Шёпот шёл отовсюду сразу. Из-под печи, из-за икон, из-под лавки. Он был негромкий, но настойчивый — как когда кто-то зовёт по имени, но не хочет, чтобы его услышали взрослые.
Сестра, Аленка, спала на другой лавке, свернувшись клубком. Она уже большая — восемь лет. Почти взрослая. Она не боялась ночи. Она говорила, что если закрыть глаза, то ничего нет. Ваня пробовал — не работало.
Шёпот стал громче.
Он будто полз по дому. Сначала осторожно, потом смелее. Ваня сжал кулаки так, что ногти впились в ладони. Молиться он ещё не умел, но знал одно-единственное:
— Господи… — прошептал он, не зная, что дальше.
И тут что-то засмеялось.
Не смех — хриплый, мокрый звук, как если бы кто-то пытался смеяться, захлёбываясь водой. Из-под печи вылезла тень. Она была неправильной: слишком длинные руки, слишком короткие ноги. Спина выгнута, голова дёргается, будто на нитке.
Кикимора. Он знал это. Откуда? Просто знал.
Мама говорила, что их не бывает. Что это бабкины сказки. Что домовой — ладно, а кикимора — выдумка. Но сейчас она была здесь, и от неё пахло гнилью, старым тряпьём и болотом.
— Ма… — выдохнул Ваня.
Поздно.
Кикимора метнулась к лавке Аленки. Та проснулась, вскрикнула — коротко, резко, по-живому. Мама выскочила из-за перегородки с кочергой в руках, босая, с растрёпанной косой.
— Убирайся! — крикнула она, и голос у неё дрогнул. — Во имя…
Она не договорила.
Кикимора развернулась слишком быстро. Кочерга выпала. Что-то хрустнуло — не громко, а так, будто ломают сухую ветку. Мама упала на колени, а потом — лицом вниз. И больше не встала.
Аленка плакала. Не кричала — плакала, как плачут, когда не понимают, что происходит.
Кикимора склонилась над ней.

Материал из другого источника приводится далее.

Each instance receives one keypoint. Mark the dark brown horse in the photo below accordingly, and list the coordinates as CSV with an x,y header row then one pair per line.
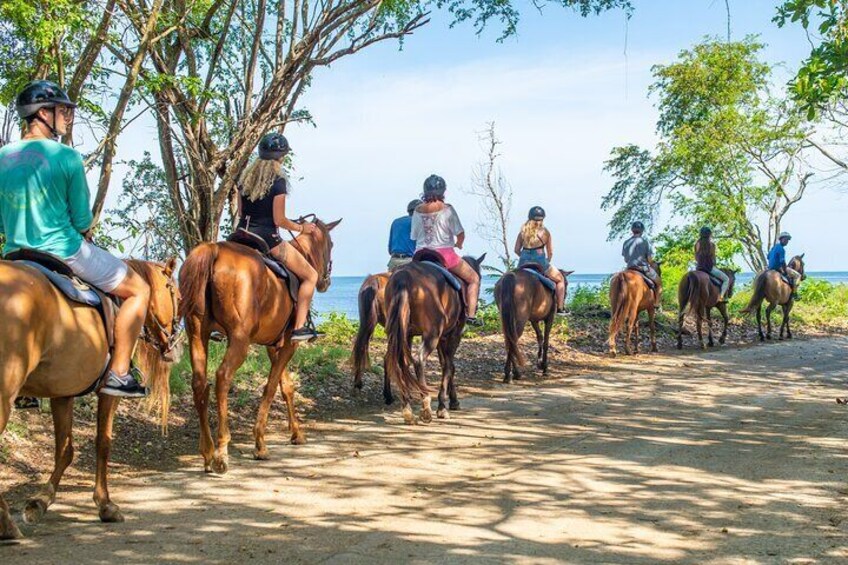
x,y
770,287
521,297
372,311
52,348
629,295
226,287
698,294
422,303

Пальцы у неё были тонкие, длинные, с чёрными ногтями.
— Тихо… — прошипела она, и это было почти ласково. — Дом теперь мой…
Ваня закричал.
Он сам не понял, как выбрался из-под одеяла, как побежал. Он врезался в лавку, упал, снова встал. Он схватил икону со стены — старую, тёмную, с облупившейся краской — и швырнул в тень.
Икона ударилась о пол и треснула.
Кикимора взвизгнула — пронзительно, зло. Дом затрясся. Где-то за стеной залаяли собаки.
— Ты… — она уставилась на него. Глаза у неё были белёсые, как у дохлой рыбы. — Ты меня видишь…
Она исчезла так же внезапно, как появилась. Просто растворилась в тени, оставив после себя холод и тишину.
Ваня стоял посреди дома и дрожал. Пол был холодный. Икона — разбитая. Мама — неподвижная. Аленка — тоже.
Он подошёл к сестре и тронул её за плечо.
— Ален… — голос сорвался.
Она не ответила. Сколько он так просидел, известно лишь одному Богу.
За окном запел петух. Где-то вдали скрипнула телега. Мир продолжал жить, будто ничего не случилось.
Ваня сел на пол между мамой и сестрой и заплакал. Не громко. Как умеют плакать только дети, которые уже поняли, что никто не придёт.
Этой ночью он впервые подумал, что если Бог есть — то Он либо отвернулся, либо просто не смотрел.
Утром Ваню нашли соседи.
Дверь была открыта. В доме — холод, запах сырости и что-то ещё, сладковато-гнилое, отчего у одной из баб перекосило лицо и она перекрестилась, не глядя на иконы. Маму и Аленку накрыли простынями. Ваня сидел у стены, обхватив колени, и смотрел в одну точку. Он не плакал. Слёз больше не было.
— Повезло, что живой… — сказал кто-то тихо.
— Не повезло, — ответил другой.
Приехал батюшка из райцентра. Долго говорил, долго вздыхал, слишком внимательно смотрел на мальчика. Потом сказал, что так будет правильно. Что Господь забрал одно, но сохранил другое. Что мальчику лучше при монастыре — и крыша, и наука, и путь.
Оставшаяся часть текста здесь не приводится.